On étend l’accès du claque aux épouses, ce qui est une grande première ; ces pauvrettes étant toujours brimées, obligées de pomper le mec des recommandés pour s’égayer le destin, ou de déguster la sempiternelle bitoune de Félix Quedune, le copain de classe de leur mari. Dorénavant, elles ont accès au lit de travail des pensionnaires de Madame, auxquelles elles peuvent prêter fesse-forte en cas d’urgence. Il y a chaque année des flambées de bites dans les boxons, au printemps. La sève qui fait le ménage. Pourquoi ces dames feraient tintin sous prétexte que leur retour d’âge est passé par là, alors que leur tirlipoteur de dactylos continue de se faire déguster l’asperge après les déjeuners d’affaires ?
Elle va mettre bon ordre, la rombiasse cheftaine. Son claque, mis un instant à rude épreuve, repart pour une nouvelle conquête de l’Ouest (parisien).
L’euphorie, je te dis. D’autant qu’elle vient d’engager une petite Asiatique délicieuse dont on lui a dit le plus grand bien. Une Malaisienne d’un mètre cinquante, jolie comme un cœur, qui sort de la Puhtasse School de Kuala Lumpur et qui dérouille des braques géants dans sa chattoune adolescente. La mactée a obtenu cette merveille exotique par un ancien diplomate qui l’avait ramenée par la valise diplomatique, pour son usage personnel, et n’a pu la garder car il s’est mis à développer un diabète vertigineux qui l’a rendu tricard de baise pour le restant de ses jours. L’Excellence a eu l’idée altruiste de recaser la ravissante Sâl Pin Jite dans un bobinard pour que ses frères humains puissent en profiter.

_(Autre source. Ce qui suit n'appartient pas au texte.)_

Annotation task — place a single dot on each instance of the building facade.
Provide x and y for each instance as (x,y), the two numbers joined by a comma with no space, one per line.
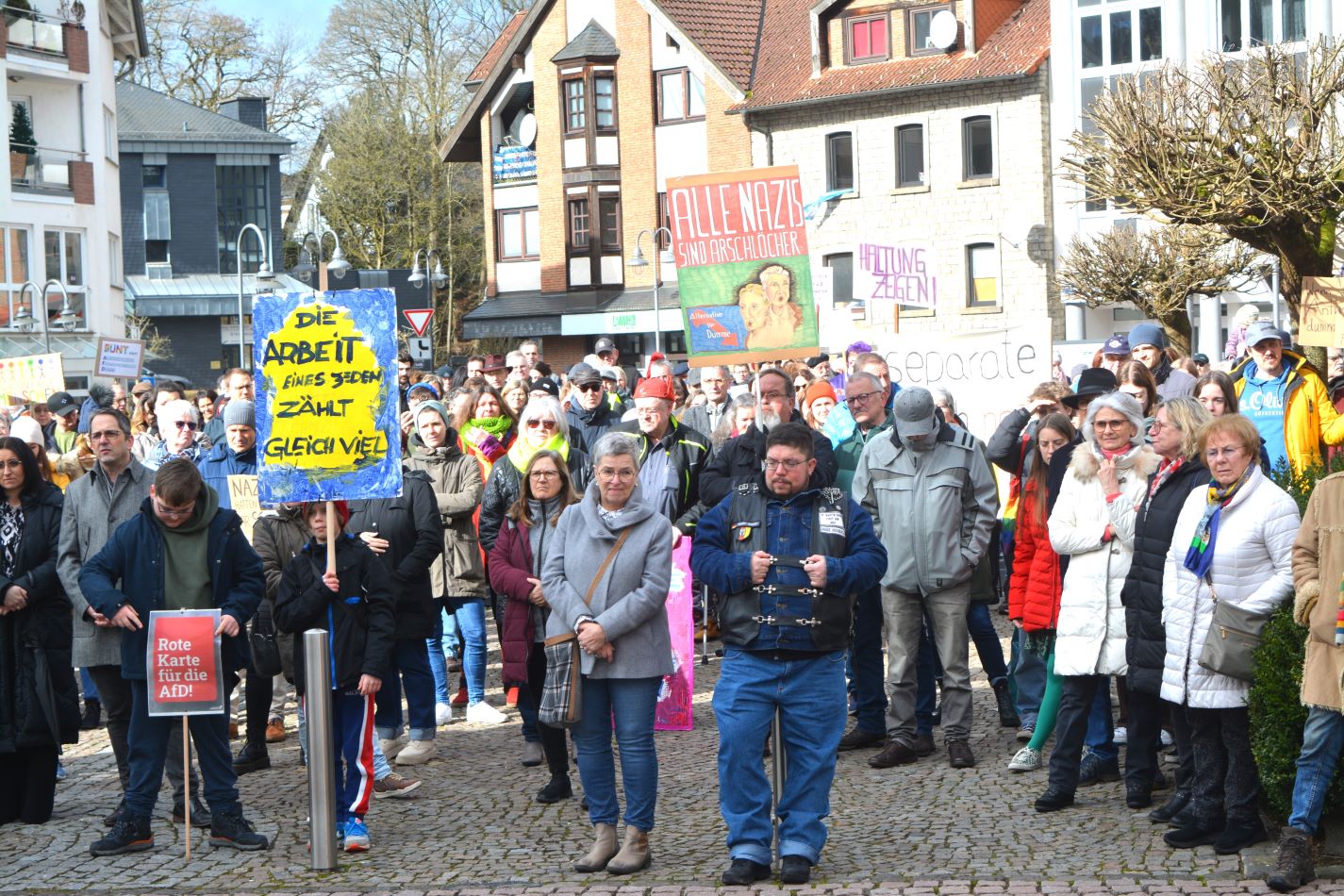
(60,206)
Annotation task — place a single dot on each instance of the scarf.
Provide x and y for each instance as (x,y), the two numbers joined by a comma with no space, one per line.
(523,450)
(1199,557)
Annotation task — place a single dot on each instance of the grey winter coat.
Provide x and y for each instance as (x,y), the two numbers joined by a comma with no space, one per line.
(457,572)
(629,601)
(933,509)
(88,520)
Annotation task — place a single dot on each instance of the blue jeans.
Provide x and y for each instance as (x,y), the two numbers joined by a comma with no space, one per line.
(1322,739)
(1028,676)
(632,702)
(867,667)
(810,695)
(148,741)
(410,665)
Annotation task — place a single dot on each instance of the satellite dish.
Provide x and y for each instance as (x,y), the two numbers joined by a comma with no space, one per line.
(942,30)
(527,130)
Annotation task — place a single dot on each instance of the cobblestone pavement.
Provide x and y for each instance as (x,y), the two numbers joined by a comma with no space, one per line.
(473,828)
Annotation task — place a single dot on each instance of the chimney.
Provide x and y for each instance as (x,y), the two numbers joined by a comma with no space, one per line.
(249,110)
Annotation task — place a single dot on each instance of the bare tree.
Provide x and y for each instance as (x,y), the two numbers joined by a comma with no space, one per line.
(1159,272)
(1249,145)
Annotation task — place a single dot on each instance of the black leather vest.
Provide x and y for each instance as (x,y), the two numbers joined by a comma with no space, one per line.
(742,614)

En quelques jours, des temps nouveaux, des temps prometteurs pointent à l’horizon du délicieux bordel.
Coup de sornette en coulisse.
— J’y vais moi-même, décide Mina. Ce doit être Son Excellence.
Et c’est bien elle, en effet.
Le prince-diplomate fait son entrée, beau à se faire lécher les couilles, dans un costar bleu myosotis. Chemise jaune paille, cravate azur pâle.
Il a un léger geste mi-salueur, mi-bénisseur de monarque en vacances. Les trois jumelles (si je puis dire) l’accompagnent, foudroyantes dans une robe claire assortie aux fringues de K. K.[13]. Je parle d’UNE robe car c’est la même en trois exemplaires. Toutes ces dames s’extasient devant leur hallucinante ressemblance. L’atmosphère est relaxe, joyeuse. Le bon prince a dans toute sa personne un je-ne-sais-quoi de décontracté, de presque heureux qui fait du bien à regarder. Avec ses trois chattes de luxe, il a l’air deux fois plus monarque oriental.
— Il paraît que vous me cherchez, mon cher monsieur et ami ? fait-il en guise de bienvenue.
— D’arrache-pied, si je puis dire, Excellence.
— Vous n’êtes pas sans savoir qu’il y a eu quelques troubles dans mon pays ? J’ai été obligé de m’y rendre précipitamment pour aider le président à remettre de l’ordre.
— Je l’ai appris par les médias et j’y vois une merveilleuse allégorie : la monarchie volant au secours de la démocratie !
Il rit.
— Beau sujet de méditation, j’en conviens. Mais les temps changent constamment, mon bon directeur ; les valeurs basculent, les institutions commencent à ressembler à un jeu de lego dont les pièces se transforment à volonté.
Tout naturellement, nous nous sommes retirés à l’écart des radasses. Les pouffes de la mère Mina demandent aux trumelles de montrer leurs minouches, histoire de s’assurer que leur mimétisme joue là comme ailleurs. Notre pensionnaire lesbienne pousse le scrupule jusqu’à vouloir goûter aux trois pour vérifier si leur saveur est également identique.
Mine de rien, j’entraîne le diplomate dans le couloir conduisant aux chambres. Il me suit tranquillos, les mains aux poches.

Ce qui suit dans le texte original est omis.